自民党・青年局長留任後、沈黙を守っていた小泉進次郎が、いよいよ始動した。若手を中心とした会合では、最大派閥を超える国会議員が集結。さらに「竹島の日」には、党幹部として公式に参加することを決定するなど、にわかに周辺が慌ただしくなってきた。その背後に見える思惑とは─。
自民党関係者が興奮気味に語る。
「永田町の一部では、ここ最近の動向に関して、『事実上の進次郎派旗揚げか』という声がささやかれています。進次郎もこれまで以上に意欲的のようで、通常国会召集前には、新メンバーの議員会館事務所への挨拶回りを精力的にこなしていました」
第2次安倍政権発足の“影の功労者”と言われる小泉進次郎(31)。一部では、入閣も取りざたされたが、本人の強い希望により、自民党青年局長の留任というポジションを選んだ。そして、震災復興を進める「TEAM︲11」としての活動ばかりがクローズアップされてきたが、ここにきて、その存在感が日に日に増しているのだ。
政治部記者が言う。
「今月22日には、島根県が主催する『竹島の日』式典に青年局所属の国会議員とともに出席します。背景には、党執行部が若手代表として小泉氏を前面に押し出す戦略があるようです。だがそれ以上に、今年は島根県の青年局内部からの強い要請もあったといいます。地方の声を吸い上げて代弁する小泉氏ならではの姿勢を表していますね」
「竹島の日」は05年3月、竹島の島根県編入100周年を記念して制定された。県は翌06年から、毎年2月22日に式典を開いているが、進次郎は野党時代の昨年も式典に参加。地元の漁協関係者らと意見交換をしてきた経緯がある。
当初、自民党は、昨年の衆院選時に発表した「総合政策集」の中で竹島の日を日本政府主催の式典として開催することをうたっていた。ところが、今月25日に控える韓国の朴槿恵(パククネ)大統領の就任式への対外的な配慮から開催を見送った。そこで、白羽の矢が立ったのが進次郎だった。

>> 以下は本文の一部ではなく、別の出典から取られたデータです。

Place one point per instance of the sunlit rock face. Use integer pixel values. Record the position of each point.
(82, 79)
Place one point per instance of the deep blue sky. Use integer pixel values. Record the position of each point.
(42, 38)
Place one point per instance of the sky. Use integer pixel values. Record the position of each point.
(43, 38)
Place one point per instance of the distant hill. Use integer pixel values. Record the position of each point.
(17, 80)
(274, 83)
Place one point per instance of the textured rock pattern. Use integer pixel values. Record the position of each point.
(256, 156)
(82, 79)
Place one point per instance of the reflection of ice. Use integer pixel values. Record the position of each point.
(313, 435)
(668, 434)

「式典には島根1区選出の細田博之幹事長代行も参加予定ですが、人気の高い小泉氏を出席させることで、若年層にも領土問題への意識を持ってもらおうという魂胆があるようです」(自民党担当記者)
進次郎を巡る動きは、これだけにとどまらない。
1月30日、進次郎が局長を務める自民党青年局の役員会が開かれ、今後、毎週、役員懇親会を開くことが決定したのだ。

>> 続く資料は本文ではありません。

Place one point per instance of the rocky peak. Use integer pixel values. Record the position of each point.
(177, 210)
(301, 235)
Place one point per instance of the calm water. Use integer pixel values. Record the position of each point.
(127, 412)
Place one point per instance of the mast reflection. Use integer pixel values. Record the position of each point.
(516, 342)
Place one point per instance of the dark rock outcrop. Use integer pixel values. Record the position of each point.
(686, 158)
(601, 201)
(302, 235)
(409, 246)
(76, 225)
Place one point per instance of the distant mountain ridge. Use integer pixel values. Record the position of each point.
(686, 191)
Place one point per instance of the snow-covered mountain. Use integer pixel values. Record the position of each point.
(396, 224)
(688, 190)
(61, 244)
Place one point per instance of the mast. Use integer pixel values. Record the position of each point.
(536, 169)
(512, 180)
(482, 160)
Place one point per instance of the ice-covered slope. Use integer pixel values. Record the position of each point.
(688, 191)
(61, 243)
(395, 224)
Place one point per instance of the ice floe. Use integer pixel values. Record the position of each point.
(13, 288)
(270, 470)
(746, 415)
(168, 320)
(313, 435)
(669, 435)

しかもこのメンバーが、総勢82名。09年の政権交代選挙で惨敗して以来わずか18人で活動してきたが、昨年末の総選挙で大勝。一気に膨れ上がった結果、今や最大派閥の町村派をしのぐ勢力が結集しているとして“小泉派旗揚げ”とまで言われているのだ。
永田町関係者が語る。
「進次郎本人は、派閥旗揚げの話は一蹴していますが、実際には、青年局を中心とした若手議員勢力の声は、無視できないということです。役員会は45歳以下の党所属国会議員で構成されるだけに、夏の参院選では先兵として奔走するメンバーばかり。彼らを無視しては、選挙戦は戦えません。ましてや、その青年局を束ねるのが、安倍総理や麻生副総理よりも国民人気の高い進次郎。ますます彼の発言力が増し、派閥の領袖としての貫録すら感じさせます」(前出・政治部記者)
2年生議員ながら、進次郎本人の思惑とは裏腹に、その注目度は一段と高まっていると言えよう。